The Story of One Photograph - by Elizabeth Kay

Hunted cover by Elizabeth Kay

I often use photographs I have taken myself for artwork in books because there are no copyright issues, and I do watercolours of them. For my reluctant reader, Hunted, I used my own illustrations for the cover and to head every chapter. I have a strong interest in wildlife, and most of my holidays have been booked with this in mind. But what a difference the right camera makes.

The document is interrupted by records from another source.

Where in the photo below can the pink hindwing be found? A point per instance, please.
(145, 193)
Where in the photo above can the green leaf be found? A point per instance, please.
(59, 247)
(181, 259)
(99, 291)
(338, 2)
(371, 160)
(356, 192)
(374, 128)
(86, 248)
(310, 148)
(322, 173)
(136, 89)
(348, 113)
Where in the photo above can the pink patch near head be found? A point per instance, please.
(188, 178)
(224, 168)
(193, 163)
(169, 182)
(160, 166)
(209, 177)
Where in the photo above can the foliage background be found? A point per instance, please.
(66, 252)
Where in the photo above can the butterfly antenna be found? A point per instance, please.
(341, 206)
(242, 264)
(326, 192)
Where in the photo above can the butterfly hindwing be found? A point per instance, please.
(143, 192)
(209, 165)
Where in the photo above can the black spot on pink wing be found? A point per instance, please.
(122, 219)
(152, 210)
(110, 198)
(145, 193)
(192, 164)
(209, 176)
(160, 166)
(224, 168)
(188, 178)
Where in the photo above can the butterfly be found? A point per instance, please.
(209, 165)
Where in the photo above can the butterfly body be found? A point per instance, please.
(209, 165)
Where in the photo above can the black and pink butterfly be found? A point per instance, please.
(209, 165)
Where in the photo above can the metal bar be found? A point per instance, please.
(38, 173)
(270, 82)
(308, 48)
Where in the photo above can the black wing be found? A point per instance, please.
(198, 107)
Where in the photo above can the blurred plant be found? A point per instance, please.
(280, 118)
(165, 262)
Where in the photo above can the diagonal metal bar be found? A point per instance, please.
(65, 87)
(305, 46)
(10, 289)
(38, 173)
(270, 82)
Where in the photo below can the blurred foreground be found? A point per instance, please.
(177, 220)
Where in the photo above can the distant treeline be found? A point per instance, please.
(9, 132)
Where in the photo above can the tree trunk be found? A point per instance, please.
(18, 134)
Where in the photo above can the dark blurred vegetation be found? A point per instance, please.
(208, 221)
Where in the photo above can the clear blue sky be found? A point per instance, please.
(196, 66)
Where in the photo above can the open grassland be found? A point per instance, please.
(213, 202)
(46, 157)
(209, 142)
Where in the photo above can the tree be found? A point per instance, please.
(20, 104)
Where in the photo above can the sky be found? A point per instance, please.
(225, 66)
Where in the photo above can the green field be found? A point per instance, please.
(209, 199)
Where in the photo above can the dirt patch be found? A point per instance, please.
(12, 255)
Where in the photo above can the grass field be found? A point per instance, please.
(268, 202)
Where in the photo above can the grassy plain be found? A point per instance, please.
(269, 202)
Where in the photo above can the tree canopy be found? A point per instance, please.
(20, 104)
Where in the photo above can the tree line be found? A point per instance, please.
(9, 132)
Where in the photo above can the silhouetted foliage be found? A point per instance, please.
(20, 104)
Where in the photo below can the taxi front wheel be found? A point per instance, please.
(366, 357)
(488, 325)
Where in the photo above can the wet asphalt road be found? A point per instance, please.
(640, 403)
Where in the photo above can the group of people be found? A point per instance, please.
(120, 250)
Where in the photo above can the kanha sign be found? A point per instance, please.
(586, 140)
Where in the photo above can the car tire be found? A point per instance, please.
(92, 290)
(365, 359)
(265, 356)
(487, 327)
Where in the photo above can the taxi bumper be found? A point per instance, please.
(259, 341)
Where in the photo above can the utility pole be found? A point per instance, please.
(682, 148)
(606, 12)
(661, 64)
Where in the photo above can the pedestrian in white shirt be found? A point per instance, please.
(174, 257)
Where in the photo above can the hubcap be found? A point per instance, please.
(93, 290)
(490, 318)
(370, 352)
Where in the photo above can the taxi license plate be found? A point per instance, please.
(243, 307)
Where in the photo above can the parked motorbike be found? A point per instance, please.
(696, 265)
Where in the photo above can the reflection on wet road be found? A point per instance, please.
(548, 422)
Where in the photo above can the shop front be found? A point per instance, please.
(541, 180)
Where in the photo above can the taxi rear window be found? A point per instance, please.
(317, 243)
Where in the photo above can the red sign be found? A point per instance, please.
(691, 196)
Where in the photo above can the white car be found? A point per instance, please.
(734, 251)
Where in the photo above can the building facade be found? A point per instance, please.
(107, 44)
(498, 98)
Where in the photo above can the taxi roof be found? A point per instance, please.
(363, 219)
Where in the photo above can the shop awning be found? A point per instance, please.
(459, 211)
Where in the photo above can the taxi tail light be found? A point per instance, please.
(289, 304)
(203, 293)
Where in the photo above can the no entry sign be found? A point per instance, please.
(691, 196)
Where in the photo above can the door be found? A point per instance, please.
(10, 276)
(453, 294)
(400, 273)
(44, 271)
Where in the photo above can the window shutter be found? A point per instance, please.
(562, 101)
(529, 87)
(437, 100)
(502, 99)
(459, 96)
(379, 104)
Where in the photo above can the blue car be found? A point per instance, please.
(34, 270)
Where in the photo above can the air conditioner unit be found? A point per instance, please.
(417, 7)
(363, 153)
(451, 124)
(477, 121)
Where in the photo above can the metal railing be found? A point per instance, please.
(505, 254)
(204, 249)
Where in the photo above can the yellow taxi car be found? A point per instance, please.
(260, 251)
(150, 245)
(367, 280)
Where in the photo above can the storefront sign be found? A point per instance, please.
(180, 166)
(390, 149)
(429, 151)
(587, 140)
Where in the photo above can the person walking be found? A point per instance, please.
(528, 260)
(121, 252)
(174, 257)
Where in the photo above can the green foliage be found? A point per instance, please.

A week before I was due to go to the Pantanal, in Brazil, I went into our local camera shop to try and find out why I was not getting the quality I wanted with my Panasonic. I am not techie with cameras, and had always bought ones with good automatic settings. The shop owner, who knew me well, handed me a Nikon Coolpix P900 and said, “Go for a walk up the High street with this, take a few photos, and tell me what you think.” I returned with one word: Sold. It has an 83X zoom, and is very easy to use. That was seven years ago, and I have never wanted another camera. It is still on sale at Amazon at the same price I paid seven years ago, and it takes good videos as well. The shop owner used my photograph of a peregrine falcon eyeing up a fly at the top of a local water tower as an advert for the camera. That was taken at full zoom, as it was a long way away.

A peregrine eyes up a fly

As I’d spent twenty years trying to see a leopard, without success, I told everyone I was going to Brazil to not see jaguars. But on the very first morning we had the most amazing sighting, from a boat, and the camera lived up to expectations. Since then I have seen leopards – and far more elusive creatures, such as the Iberian lynx, the mountain gorilla, the proboscis monkey and the hoatzin. And the camera has been with me every step of the way. In September 2023 I went back to Madagascar, to try and see everything I’d missed first time round in 2011 because I was so ill. And yes, I was ill again, but managed to see the animals I wanted. The most elusive of all is the fossa, Madagascar’s own predator, as different from every other predator as the lemur is different from every other primate. That’s what years of isolation does for you, as Madagascar split from the Indian sub-continent 90 million years ago. There has been a lot of argument about the ancestry of the fossa; civets, mongooses and cats have been suggested, but no one really knows. It’s the size of a small cougar, which it most closely resembles, although its tail is extremely long enabling it to hunt very successfully in trees. It feeds principally on lemurs, is unashamedly aggressive, and not in the slightest bit intimidated by human beings.

An unintimidated fossa

I didn’t expect to see one. I went to the west of Madagascar, and stayed in the Kirindy Forest Lodge, a rustic camp in the middle of the Kirindy Forest Reserve, sleeping in one of the wooden chalets which are dotted around the site. And as usual, I went out early with my camera to do some birdwatching and saw the hindquarters of something with a very long tail disappearing behind the kitchen. There was only one thing it could be – a fossa. I summoned husband Bob, and we watched it from a  safe distance. We had a wonderful young guide, Theo, who overheard us and came rushing over. That one was a female, but that afternoon a male popped up, once again scavenging behind the kitchen, and I managed to get a lucky photo of him snarling. Theo, no mean photographer himself, was impressed, and asked me to email him the picture. Since then, that photo has had several different incarnations. I was given it as a jigsaw puzzle for Christmas. It’s featuring in this blog post. But most impressive of all is Theo’s new safari jacket, to be worn when guiding people round the Kirindy Forest. Wow. I am still in touch with him, and he sends me amazing photographs of snakes which are a bit too graphic to post here!

Theo, my guide

Sometimes a photograph can act as inspiration for a character. In Mongolia, we met an eleven-year-old girl who was herding goats on horseback, and was determined to prove herself as accomplished as the men. She was a magnificent rider, and I used her in my book Lost in the Desert. Her name was Atontos – which means the last baby rabbit. I’m off to Svalbard in June, in the vain hope of seeing polar bear. I know several people who’ve gone there and not seen any, so I’m not getting my hopes up. I didn’t see one in Greenland, although they do pop up occasionally. Apparently a previous trip encountered two of them by the side of the road! But I will have my trusty camera with me, so fingers crossed…


Snarling fossa jigsaw

 


Comments

Susan Price said…
Great blog, Liz! And that's an amazing photo of the peregrine and the fly. I think the Nikon Coolpix P900 page is going to get a lot of traffic over the next few days!